An international watchdog downgraded Turkey to a so-called grey list on Thursday for failing to head off money laundering and terrorist financing, a decision that could further erode foreign investment after a years-long exodus.
The Financial Action Task Force (FATF), set up by the G7 group of advanced economies to protect the global financial system, also put Mali and Jordan on its increased monitoring list, known as “grey listing”.
Citing improvements, it took Botswana and Mauritius off the list, which now includes 23 countries.
Turkey, the largest to be downgraded, needs to address “serious issues of supervision” in its banking and real estate sectors, and with gold and precious stones dealers, FATF President Marcus Pleyer told a news conference.
“Turkey needs to show it is effectively tackling complex money laundering cases and show it is pursuing terrorist financing prosecutions…and prioritising cases of U.N.- designated terrorist organisations such as ISIL and al Qaeda,” he said.
Research shows a grey-listing downgrade strains countries’ ties to foreign banks and investors that follow FATF rankings, suggesting the move could further weigh on Turkey’s lira, which touched a record low earlier on Thursday.
“Despite our work on compatibility, placing our country on the grey list is an undeserved outcome,” the Turkish Treasury said in a statement late on Thursday.

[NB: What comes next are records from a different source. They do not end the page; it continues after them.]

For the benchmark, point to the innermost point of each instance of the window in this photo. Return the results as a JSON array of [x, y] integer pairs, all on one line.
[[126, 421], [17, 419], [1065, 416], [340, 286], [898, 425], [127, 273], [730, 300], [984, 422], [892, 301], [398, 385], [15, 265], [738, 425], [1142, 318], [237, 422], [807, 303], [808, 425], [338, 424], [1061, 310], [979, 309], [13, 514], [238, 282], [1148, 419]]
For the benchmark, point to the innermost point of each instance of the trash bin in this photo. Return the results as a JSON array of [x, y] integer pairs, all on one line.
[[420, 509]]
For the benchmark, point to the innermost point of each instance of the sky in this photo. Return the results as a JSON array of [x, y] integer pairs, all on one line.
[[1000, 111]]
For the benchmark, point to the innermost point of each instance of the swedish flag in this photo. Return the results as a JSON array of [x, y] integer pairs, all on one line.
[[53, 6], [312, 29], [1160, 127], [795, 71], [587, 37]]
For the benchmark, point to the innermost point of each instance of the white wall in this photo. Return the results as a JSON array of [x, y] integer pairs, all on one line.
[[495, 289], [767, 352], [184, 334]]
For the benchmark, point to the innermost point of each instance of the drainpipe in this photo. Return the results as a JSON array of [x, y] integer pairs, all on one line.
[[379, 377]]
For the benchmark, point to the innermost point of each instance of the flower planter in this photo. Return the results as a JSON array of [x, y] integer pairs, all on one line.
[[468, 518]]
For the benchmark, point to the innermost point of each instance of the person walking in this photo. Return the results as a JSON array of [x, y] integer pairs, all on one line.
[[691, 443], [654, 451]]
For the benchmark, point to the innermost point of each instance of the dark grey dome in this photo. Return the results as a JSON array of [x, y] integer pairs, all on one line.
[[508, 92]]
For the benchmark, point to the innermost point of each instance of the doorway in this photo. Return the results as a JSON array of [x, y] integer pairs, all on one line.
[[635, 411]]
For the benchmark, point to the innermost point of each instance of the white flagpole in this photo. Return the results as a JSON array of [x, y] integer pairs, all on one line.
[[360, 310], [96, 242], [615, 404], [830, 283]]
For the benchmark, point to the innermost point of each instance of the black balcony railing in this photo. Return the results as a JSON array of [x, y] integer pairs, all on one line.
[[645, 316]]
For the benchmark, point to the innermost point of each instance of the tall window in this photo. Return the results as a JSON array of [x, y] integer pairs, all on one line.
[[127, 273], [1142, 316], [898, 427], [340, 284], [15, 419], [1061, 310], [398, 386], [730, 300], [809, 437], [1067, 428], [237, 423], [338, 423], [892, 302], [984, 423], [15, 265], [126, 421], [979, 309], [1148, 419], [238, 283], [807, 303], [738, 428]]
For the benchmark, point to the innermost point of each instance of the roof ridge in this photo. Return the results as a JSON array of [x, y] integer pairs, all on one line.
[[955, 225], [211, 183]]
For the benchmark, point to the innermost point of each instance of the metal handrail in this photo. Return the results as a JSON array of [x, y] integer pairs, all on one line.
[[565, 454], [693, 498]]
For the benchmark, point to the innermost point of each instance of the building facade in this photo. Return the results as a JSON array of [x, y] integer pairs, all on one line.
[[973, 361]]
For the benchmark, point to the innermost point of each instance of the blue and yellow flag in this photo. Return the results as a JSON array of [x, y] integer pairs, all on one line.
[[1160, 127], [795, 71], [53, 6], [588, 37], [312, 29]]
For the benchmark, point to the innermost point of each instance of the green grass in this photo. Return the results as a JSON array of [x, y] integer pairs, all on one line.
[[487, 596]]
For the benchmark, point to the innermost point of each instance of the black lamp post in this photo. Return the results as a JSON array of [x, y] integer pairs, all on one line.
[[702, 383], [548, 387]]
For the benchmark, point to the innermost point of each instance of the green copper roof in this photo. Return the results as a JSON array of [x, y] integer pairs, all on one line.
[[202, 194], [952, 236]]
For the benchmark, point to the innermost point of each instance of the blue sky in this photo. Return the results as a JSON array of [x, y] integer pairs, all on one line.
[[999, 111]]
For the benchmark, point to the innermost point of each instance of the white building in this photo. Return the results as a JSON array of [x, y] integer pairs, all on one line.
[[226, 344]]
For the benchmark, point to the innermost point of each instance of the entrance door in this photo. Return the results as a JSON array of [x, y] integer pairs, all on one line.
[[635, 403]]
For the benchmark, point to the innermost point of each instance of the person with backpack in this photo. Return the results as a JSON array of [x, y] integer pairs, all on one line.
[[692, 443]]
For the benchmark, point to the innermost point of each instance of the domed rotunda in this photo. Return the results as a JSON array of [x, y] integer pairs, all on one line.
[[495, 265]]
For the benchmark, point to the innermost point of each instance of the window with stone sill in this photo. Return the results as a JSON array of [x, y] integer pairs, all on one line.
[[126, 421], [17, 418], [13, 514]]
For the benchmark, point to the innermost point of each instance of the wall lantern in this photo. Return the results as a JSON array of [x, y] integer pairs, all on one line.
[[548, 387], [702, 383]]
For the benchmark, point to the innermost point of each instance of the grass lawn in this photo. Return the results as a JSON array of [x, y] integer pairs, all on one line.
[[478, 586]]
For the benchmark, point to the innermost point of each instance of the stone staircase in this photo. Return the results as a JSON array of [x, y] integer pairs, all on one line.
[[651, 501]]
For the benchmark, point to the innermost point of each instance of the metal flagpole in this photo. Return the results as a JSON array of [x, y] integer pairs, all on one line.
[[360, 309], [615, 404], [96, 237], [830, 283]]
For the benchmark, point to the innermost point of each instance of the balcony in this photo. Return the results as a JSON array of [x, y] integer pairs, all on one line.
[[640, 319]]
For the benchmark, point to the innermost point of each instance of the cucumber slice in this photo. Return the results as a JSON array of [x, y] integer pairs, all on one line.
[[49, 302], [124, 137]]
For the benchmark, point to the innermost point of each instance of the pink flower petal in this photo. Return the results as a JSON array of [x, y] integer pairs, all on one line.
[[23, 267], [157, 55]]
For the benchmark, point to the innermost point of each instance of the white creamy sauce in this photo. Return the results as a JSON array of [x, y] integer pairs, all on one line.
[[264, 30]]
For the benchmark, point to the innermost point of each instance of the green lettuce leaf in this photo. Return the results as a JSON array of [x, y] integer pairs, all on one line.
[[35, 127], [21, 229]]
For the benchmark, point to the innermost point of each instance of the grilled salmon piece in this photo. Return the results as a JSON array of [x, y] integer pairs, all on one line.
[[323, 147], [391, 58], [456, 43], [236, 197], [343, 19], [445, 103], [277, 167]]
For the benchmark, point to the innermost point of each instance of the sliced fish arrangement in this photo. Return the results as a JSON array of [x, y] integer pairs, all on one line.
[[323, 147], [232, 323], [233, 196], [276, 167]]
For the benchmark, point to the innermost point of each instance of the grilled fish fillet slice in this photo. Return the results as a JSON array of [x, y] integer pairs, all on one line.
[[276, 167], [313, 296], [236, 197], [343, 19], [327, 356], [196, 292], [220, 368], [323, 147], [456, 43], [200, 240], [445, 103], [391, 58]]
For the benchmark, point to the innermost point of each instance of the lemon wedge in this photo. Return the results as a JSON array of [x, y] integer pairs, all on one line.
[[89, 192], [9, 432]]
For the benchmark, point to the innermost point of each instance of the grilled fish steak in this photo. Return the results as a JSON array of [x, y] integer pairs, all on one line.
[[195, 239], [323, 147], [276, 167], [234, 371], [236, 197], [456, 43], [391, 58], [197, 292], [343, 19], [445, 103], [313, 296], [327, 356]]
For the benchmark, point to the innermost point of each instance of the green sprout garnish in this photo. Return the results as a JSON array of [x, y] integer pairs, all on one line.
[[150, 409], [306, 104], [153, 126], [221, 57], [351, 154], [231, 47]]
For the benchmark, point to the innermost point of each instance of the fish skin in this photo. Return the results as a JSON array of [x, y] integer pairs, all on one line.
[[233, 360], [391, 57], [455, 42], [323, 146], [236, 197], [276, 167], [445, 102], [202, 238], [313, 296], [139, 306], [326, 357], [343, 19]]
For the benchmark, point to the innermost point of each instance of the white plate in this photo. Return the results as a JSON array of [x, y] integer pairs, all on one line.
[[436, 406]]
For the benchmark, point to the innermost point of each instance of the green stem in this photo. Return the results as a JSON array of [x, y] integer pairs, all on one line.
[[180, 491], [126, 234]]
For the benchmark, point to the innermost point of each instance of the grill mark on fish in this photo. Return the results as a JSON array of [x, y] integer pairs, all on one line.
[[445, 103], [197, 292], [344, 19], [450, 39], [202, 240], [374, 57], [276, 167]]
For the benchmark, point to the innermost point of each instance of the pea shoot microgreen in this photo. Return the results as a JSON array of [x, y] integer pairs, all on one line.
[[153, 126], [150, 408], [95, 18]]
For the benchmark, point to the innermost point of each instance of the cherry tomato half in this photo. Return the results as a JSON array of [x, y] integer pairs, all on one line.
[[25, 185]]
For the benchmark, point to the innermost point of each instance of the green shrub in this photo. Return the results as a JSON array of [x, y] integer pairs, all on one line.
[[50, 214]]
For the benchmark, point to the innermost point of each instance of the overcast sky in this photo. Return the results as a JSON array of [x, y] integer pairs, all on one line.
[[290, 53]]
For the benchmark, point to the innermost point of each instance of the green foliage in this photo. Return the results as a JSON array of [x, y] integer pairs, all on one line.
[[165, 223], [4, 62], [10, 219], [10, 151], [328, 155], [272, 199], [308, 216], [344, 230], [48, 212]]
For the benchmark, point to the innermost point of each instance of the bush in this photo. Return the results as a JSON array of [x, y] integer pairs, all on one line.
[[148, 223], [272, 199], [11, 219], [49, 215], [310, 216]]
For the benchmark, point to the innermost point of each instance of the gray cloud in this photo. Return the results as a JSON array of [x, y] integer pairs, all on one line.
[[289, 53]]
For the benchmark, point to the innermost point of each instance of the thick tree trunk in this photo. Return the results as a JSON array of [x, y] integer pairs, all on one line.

“In the coming period, necessary measures will continue to be taken in cooperation with FATF and all relevant institutions, to ensure that our country is removed from this list, which it does not deserve, as soon as possible.”
In 2019, the FATF warned Turkey about “serious shortcomings” including the need to improve measures to freeze assets linked to terrorism and weapons of mass destruction proliferation.
Other FATF grey-listed countries include Pakistan, Morocco, Albania and Yemen.
International Monetary Fund research this year found that grey-listing reduces capital inflow by an estimated 7.6% of gross domestic product (GDP), while foreign direct investment (FDI) and portfolio flows are also hit.
Foreign investors have fled Turkey in recent years, citing political interference in monetary policy, double-digit inflation and low official foreign currency reserves.
Foreign ownership of bonds is down to about 5% from 25% five years ago, a period in which the Turkish lira has shed two-thirds of its value against the dollar.
Turkey has carried out some FATF recommendations.
But one – a law last year aimed at curbing weapons financing – has been sharply criticised for unintended harm to civil society groups.
The European Commission this week urged Turkey to adopt FATF recommendations but also said the law – also based on FATF recommendations – imperiled civil society organisations, which now face penalties and undue monitoring of fundraising.
Amnesty International said Turkey’s government will “almost certainly” use the law to target non-profit organisations.
It is an “unintended consequence” of FATF policies “which are all too often misused by repressive governments” to restrict rights, Amnesty said, calling on the FATF to push Turkish authorities to adjust the law.
Pleyer said the FATF is aware of concerns over Turkey’s treatment of non-profit organisations (NPOs).
“Turkey needs to implement a true risk-based approach to NPOs and ensure authorities don’t disrupt or discourage legitimate activity,” he said.
In August Reuters reported that in at least five other countries – Uganda, Serbia, India, Tanzania, and Nigeria – legislation passed to meet FATF standards was used by authorities to investigate journalists, NGO workers, and lawyers.